An alternative option is to install PuTTY by going to the the installation page. For most newer computers, click on putty-64bit-X.XX-installer.msi to download the 64-bit version. If you have an older laptop, you may need to get the 32-bit version putty-X.XX-installer.msi. If you aren’t sure whether you need the 64 or 32-bit version, you can check your laptop version by following the instructions here. Once the installer is downloaded, double-click on it, and PuTTY should install.
Another alternative option is to use the Windows Subsystem Linux (WSL). This option is available for Windows 10 and Windows 11 - detailed instructions are available here. See the video tutorial for an example of how to install WSL with Ubuntu 22.04 on Windows 11.

macOS

The default shell in some versions of macOS is Bash, and Bash is available in all versions, so no need to install anything. You access Bash from the Terminal Application (found in /Applications/Utilities). See how to open the terminal in the video tutorial. You can keep the terminal in your dock for this workshop.

Linux

The default shell is usually Bash, and there is usually no need to install anything. To see if your default shell is Bash type, echo $SHELL in a terminal and press Enter. If the message printed does not end with /bash, then your default is something else, and you can run Bash by typing bash.

Install Miniconda3

These instructions assume familiarity with the command line and with installation in general. There are different operating systems and many different versions of operating systems and environments, so these may not work on your computer. If an installation doesn’t work for you, please refer to the user guide for the tool listed in the table above. If you have difficulties with the installations or find better ways to install things in your operating system, please raise an Issue to let us know.

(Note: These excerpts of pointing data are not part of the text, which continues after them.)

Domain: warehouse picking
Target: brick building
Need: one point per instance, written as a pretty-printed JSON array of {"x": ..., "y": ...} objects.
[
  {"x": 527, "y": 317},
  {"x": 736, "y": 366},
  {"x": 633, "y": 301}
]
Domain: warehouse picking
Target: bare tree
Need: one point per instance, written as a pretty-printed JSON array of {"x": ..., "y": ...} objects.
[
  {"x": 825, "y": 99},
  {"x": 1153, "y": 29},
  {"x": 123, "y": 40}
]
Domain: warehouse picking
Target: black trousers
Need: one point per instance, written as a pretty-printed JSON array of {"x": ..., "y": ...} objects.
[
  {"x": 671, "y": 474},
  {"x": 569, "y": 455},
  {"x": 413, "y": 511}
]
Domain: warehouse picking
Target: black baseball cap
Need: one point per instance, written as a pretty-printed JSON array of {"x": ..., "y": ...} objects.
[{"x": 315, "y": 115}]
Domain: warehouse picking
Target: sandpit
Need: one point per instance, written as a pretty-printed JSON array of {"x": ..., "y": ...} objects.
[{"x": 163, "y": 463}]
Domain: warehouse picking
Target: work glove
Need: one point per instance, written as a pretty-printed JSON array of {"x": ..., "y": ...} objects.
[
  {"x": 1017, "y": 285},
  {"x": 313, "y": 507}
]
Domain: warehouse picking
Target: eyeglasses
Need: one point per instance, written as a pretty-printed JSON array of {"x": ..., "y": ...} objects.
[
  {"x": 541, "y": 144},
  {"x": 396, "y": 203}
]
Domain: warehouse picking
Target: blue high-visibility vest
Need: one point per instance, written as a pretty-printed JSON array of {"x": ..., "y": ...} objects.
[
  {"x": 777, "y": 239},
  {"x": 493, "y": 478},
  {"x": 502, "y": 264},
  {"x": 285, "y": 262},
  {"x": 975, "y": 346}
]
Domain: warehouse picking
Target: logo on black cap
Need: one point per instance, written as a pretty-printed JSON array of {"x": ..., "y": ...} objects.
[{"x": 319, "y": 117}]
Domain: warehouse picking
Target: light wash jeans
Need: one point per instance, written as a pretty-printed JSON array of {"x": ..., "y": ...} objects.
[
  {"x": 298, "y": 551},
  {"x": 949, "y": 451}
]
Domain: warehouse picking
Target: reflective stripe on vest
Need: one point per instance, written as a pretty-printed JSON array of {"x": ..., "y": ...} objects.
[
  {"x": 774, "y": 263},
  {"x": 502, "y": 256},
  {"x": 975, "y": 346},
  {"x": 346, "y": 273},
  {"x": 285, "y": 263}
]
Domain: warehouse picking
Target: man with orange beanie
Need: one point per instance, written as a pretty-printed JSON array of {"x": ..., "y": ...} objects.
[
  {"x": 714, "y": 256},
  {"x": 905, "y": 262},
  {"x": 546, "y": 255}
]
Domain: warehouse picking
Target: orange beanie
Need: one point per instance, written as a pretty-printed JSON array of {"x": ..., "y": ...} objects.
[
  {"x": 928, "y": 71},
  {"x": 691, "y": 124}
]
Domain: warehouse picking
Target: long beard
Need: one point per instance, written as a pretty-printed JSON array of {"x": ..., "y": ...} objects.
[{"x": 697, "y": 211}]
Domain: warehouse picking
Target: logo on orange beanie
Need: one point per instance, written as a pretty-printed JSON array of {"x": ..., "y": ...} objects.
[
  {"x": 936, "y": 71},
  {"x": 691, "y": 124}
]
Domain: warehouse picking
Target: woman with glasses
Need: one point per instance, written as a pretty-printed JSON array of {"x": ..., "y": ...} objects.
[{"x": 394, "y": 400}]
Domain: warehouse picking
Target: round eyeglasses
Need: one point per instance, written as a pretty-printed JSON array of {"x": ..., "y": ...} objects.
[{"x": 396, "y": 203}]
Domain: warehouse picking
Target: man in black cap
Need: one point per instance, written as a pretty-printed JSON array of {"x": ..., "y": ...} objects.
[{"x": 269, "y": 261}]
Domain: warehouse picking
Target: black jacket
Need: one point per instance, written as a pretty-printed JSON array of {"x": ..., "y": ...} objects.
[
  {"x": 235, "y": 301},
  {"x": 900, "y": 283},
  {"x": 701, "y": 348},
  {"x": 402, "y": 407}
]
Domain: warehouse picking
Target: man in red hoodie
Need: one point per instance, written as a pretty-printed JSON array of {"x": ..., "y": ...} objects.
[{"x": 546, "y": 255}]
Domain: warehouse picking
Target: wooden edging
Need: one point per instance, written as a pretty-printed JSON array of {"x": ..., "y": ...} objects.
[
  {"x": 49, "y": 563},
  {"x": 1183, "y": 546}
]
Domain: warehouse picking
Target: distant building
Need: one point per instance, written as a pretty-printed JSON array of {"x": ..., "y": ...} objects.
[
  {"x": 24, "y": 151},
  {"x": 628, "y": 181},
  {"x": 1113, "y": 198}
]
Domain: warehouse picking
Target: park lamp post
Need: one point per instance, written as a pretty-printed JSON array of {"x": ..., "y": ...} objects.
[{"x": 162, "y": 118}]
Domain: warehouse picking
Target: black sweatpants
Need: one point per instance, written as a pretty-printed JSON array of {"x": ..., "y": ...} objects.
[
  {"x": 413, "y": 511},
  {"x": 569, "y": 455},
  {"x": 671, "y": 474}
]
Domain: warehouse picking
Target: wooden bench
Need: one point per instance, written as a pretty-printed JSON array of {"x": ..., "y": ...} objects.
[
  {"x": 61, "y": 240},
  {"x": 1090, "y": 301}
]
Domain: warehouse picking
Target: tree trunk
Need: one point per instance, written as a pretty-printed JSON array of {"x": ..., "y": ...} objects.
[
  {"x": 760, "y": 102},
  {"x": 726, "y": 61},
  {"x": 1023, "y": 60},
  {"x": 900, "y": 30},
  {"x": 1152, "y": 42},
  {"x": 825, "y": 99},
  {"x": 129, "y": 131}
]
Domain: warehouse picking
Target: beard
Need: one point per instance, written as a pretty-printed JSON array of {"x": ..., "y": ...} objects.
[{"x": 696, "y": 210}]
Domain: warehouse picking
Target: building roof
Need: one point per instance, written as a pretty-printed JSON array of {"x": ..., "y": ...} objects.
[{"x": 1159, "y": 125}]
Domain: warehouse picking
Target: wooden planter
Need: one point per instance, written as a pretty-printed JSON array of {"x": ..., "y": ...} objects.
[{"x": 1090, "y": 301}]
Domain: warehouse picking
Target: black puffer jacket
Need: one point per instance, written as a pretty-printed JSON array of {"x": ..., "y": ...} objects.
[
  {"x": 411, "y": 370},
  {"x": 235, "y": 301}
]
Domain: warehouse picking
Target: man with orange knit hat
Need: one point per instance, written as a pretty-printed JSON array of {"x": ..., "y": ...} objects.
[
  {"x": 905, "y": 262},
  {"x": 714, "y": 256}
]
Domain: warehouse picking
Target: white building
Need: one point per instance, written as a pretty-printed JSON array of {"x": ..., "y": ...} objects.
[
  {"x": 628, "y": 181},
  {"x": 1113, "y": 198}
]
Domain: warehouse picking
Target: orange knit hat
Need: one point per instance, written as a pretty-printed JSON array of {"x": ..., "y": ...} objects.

To make a Conda environment, first, you need to install Conda. We recommend installing the Miniconda3 version. Miniconda is a package manager that includes Conda and its dependencies and simplifies the installation process. Please first install Miniconda3 (installation instructions below) and then proceed to the installation of the environment.

Linux

To install miniconda3, see the video tutorial

MacOSX

In a terminal type:

BASH

$ curl -O https://repo.anaconda.com/miniconda/Miniconda3-latest-MacOSX-x86_64.sh
$ bash Miniconda3-latest-MacOSX-x86_64.sh

Then, follow the instructions that you are prompted with on the screen to install Miniconda3.

WSL

See the video tutorial, installing Miniconda3 on WSL Ubuntu

Install the metagenomics environment

Once your Miniconda3 is ready, follow these instructions to install and activate the metagenomics environment.

Linux: Option 1 (recommended)

The easier way to install the environment is using the specifications file for Linux Ubuntu 22.04, which has the exact versions of each tool in this environment. You can use the spec file as follows:

BASH

$ conda create --name metagenomics --file spec-file-Ubuntu22.txt

More information about how to use environments and spec files is available at conda documentation

Linux: option 2

Another way to create an environment is with a ỳml file. This environment can be modified by adding or deleting tools in a file metagenomics-Ubuntu22.yml.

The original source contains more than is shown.